A small glimmer of scales catches my eye in the water, and I immediately camouflage, turning my skin the same color as the waves as I clutch my spear. I do not move, but wait instead. Wait for the pitifully small fish to swim in my direction. I barely breathe as it darts about the empty cove, picking at dead coral and taking far too much time before it wanders close enough for me to strike. Whip-fast, I thrust my spear into the water and stab it through its belly.

With a growl of triumph, I lift my triple-pronged spear and study my catch. Barely two mouthfuls, but if I can find more, it will make a decent meal. Or if S'bren manages to find roots in the jungle, then we will make a stew and split four ways.

The only good thing about Tall Horn being utterly decimated is that there are so few mouths to feed. I grimace to myself even as I think such a thing. I would trade a full belly for the return of my father and mother, my uncles, and my younger brother. I would trade that full belly even to see stern R'sash, our scowling, unpleasant chieftain one more time or the sniping, teasing elders who joked that I was too tall and thin to carry a spear if I was shaped like one.

I am no longer that whipcord-thin youth I was…but there is no one to show. I glare at the tiny fish as I pluck it off my spear and hook it on the thick, woven cord around my waist. "Come now," I tell it softly as I ready my spear over the water again. "Bring your friends out to play."

Another fish darts into view soon enough, this one smaller than the last, and I tense, waiting.

"Ho! Brothers!" R'jaal bellows from the shore. "Come and see!"

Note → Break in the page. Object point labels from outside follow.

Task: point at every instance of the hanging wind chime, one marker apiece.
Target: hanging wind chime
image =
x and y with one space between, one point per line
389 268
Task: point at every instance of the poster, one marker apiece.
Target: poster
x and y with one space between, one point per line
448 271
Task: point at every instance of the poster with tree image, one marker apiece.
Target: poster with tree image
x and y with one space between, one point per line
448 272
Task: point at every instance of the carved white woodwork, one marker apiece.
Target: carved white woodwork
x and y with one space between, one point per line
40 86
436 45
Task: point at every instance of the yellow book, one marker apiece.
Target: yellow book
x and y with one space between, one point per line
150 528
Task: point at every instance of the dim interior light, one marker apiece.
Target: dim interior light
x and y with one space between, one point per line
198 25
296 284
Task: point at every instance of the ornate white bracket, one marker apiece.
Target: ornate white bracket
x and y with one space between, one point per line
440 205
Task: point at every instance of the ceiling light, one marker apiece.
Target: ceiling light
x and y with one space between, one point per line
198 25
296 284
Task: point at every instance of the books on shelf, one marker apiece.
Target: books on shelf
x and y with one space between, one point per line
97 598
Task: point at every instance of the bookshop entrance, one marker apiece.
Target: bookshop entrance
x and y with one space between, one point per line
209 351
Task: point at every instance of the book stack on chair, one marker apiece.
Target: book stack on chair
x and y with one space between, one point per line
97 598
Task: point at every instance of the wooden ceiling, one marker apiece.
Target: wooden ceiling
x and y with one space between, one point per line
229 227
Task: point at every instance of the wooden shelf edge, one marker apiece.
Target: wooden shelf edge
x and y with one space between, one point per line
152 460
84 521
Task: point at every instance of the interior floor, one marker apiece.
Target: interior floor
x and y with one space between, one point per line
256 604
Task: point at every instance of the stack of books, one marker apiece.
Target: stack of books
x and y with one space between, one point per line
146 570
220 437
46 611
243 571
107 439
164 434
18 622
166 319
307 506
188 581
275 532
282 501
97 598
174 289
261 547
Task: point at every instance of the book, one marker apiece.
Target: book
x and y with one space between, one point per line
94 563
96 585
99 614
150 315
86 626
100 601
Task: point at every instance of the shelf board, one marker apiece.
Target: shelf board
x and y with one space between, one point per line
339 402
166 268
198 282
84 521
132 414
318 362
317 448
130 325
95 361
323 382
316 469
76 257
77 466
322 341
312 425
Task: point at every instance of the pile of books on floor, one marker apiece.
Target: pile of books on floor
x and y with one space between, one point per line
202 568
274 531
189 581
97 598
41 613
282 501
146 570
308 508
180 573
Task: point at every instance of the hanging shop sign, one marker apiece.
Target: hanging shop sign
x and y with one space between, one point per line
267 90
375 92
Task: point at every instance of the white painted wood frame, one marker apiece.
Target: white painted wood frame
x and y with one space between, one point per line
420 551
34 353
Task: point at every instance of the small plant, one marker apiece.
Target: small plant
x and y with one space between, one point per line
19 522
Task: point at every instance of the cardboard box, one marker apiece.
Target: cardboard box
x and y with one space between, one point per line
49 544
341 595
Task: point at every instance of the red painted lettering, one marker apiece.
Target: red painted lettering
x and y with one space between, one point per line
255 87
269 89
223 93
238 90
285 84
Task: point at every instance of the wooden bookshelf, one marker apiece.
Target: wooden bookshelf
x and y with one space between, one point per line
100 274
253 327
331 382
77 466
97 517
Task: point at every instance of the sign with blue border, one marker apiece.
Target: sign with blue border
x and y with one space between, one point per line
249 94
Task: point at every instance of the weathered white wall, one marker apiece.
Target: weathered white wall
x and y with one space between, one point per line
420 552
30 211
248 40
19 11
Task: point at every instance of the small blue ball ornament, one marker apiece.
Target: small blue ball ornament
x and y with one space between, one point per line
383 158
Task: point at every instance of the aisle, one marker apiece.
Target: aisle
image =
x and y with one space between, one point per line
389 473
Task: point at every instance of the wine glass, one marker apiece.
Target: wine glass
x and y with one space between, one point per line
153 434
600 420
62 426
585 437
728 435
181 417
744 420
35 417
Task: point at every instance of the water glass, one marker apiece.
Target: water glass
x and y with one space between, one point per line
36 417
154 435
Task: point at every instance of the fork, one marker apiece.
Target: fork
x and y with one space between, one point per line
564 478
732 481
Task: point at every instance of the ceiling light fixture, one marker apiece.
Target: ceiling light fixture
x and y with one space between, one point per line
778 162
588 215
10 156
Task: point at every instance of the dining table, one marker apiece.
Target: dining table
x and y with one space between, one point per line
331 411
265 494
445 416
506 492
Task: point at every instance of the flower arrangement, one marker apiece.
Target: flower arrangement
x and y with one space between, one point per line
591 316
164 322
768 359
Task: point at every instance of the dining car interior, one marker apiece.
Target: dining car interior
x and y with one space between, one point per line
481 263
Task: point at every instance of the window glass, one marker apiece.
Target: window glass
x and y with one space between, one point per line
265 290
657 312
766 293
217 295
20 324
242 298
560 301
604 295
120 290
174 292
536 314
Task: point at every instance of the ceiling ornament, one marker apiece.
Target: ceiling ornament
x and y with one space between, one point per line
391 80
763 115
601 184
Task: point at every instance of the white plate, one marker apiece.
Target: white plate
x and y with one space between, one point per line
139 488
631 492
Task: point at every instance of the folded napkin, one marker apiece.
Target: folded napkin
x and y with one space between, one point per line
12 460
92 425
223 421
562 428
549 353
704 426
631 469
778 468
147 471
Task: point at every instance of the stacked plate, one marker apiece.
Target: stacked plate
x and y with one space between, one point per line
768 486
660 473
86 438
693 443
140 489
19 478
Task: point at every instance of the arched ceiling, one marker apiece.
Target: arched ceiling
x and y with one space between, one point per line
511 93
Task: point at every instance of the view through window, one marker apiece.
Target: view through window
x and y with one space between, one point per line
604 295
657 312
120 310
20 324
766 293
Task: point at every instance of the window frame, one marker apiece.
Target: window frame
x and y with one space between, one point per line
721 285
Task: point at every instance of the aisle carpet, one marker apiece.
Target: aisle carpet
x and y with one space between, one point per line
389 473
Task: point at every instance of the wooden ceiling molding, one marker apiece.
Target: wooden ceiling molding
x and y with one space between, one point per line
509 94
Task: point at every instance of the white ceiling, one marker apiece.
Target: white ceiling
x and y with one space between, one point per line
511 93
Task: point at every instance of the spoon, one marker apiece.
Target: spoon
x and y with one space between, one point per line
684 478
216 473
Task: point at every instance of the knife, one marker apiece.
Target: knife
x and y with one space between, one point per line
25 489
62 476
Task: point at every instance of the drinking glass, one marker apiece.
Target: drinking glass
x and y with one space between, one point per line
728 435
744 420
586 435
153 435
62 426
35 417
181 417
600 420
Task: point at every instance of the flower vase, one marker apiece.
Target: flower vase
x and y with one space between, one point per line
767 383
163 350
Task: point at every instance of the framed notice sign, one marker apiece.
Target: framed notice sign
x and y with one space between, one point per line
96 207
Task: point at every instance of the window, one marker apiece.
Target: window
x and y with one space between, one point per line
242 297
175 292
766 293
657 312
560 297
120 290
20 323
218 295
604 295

My ears prick, curiosity getting the better of me. R'jaal is not one to bound around making as much noise as a kaari in heat. That is S'bren. It makes me want to see what has brought such excitement to his voice, but the fish swims closer, tantalizingly close. Just a bit more and I can spear it…

"T'chai!" R'jaal cries. "S'bren! M'tok!"

I clench my jaw and focus. Come nearer, little bite of fish. Come…

From afar, I hear S'bren make a sound of astonishment, and M'tok, too. Their voices do not carry over the calm slap of the water, so I slide back into the hunting trance, ignoring everything but the fish that moves ever closer—

"T'chai!" R'jaal bellows again. "Come and see my female!"


I have heard him wrong.


All the females died six turns of the seasons ago with the rest of the Tall Horn tribe. I have heard wrong. Perhaps he says “long sail” and has caught one of the flying lizards and wishes to share it. Distracted, I twitch—and the fish darts away under the coral.

With a growl of frustration, I turn and wade toward the beach.

My spear is clutched in hand, and I am far enough out in the shallow water that it is not a quick journey back. I can see my three clan-brothers hunched over something in the sand, their heads bent. Are they…eating the long sail without me? Surely not. Scowling harder, I jog toward the shore. "You had better save me at least a mouthful," I call.

R'jaal sits up and turns toward me with an utterly radiant look on his face.